Tanker gayet normal sakin bir şekilde Paşabahçede demir atmış, 30dk kadar sonra da demir alıp, durmuş boğaz trafiğinde kıyı emniyeti botları nezaretinde rahat bir manevrayla geri dönüp boğazdan çıkmış. Hepsi bu.
Elbette bu tanker bu arızalı gemiye yakında olsaydı, duracak yeri olmasaydı vb.

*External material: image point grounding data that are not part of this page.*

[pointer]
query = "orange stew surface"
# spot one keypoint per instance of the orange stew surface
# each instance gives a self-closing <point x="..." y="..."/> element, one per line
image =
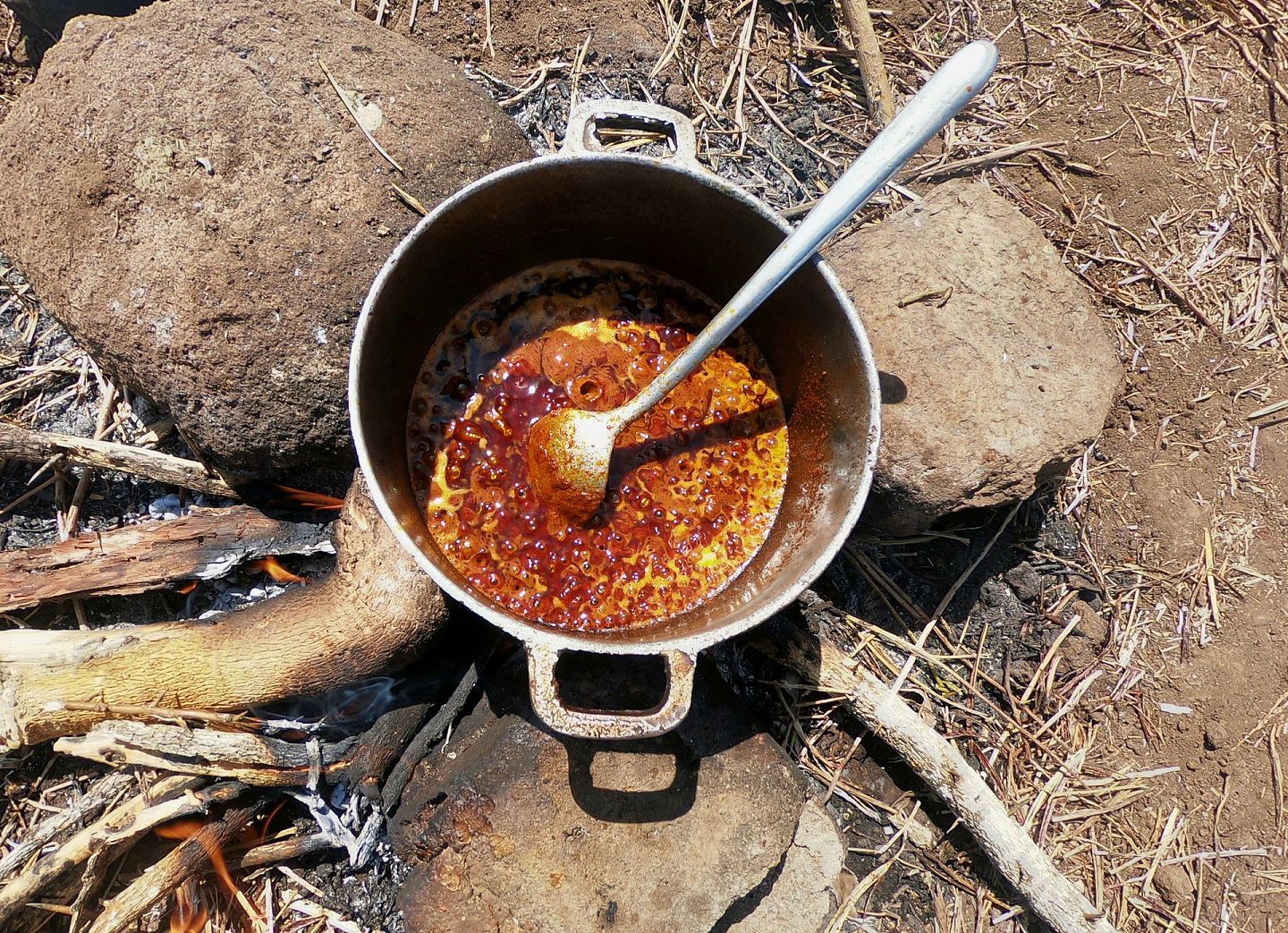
<point x="694" y="483"/>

boğaz ortasında emergency demirli bir gemi varlığı geçişi riskli ve zor yapardı, ama akıntı nedeni ile zaten bir süre sonra arızalı gemi başı kuzeyde kıçı güneyde kalacak şekilde, nispeten geçişi imkansız yapmayacak bir konumda duracaktı, mecbur ise arkadan gelen gemi oradan geçirilebilirdi. ama gemi trafik hizmetleri hiçbir gemiyi zaten acil durumda birbirine risk yaratacak kadar yakın seyir yaptırmıyor boğazda.
Boğazdaki tüm trafik 7/24 gemi trafik hizmetleri kontrolünde sürdürülüyor, dolayısı ile bu yaptıkları zaten normal prosedür ve arızalı geminin demir atıp atmama kararını engelleyecek bir durum da olamaz.
Gemi trafik hizmetleri tüm boğazı sektör sektör detaylı görüp yönetiyor, ne gemileri yanyana peş peşe hassas seyirler yaptırıyorlar, bunu mu çözemeyeceklerdi. doğru karar verdiler, imkan varken trafiği durdurup gelen gemiyi demirlettiler. gayet normal bir prosedür.
kaldı ki kılavuz kaptan durumu tespit etmiş, gemi trafik hizmetleri sektör operatörü ile görüşmüş, uygun görmüş ve süvariye demir atılması tavsiyesini vermiş, bu saatten sonra demir atılmaması trafik hizmetlerinin kararı değil kaptanın kararıdır. (
ya basiretsizlik ya da emergency steering (dümen kontrol) sisteminin devreye alınabileceğine olan güveni/umudu ile)
Ne yazık ki bu olay sayesinde yandaş medya tam yol kanal istanbul reklamları yapmaya başladı.
bu olayı büyütme, aman arkadan tanker geliyordu heyecanı hep bu reklamı daha çok yayma amaçlı.
dört bir koldan aman da montrö yüzünden oldu, kanal istanbul olsa ne süper olurdu diye yaygara yapıyorlar.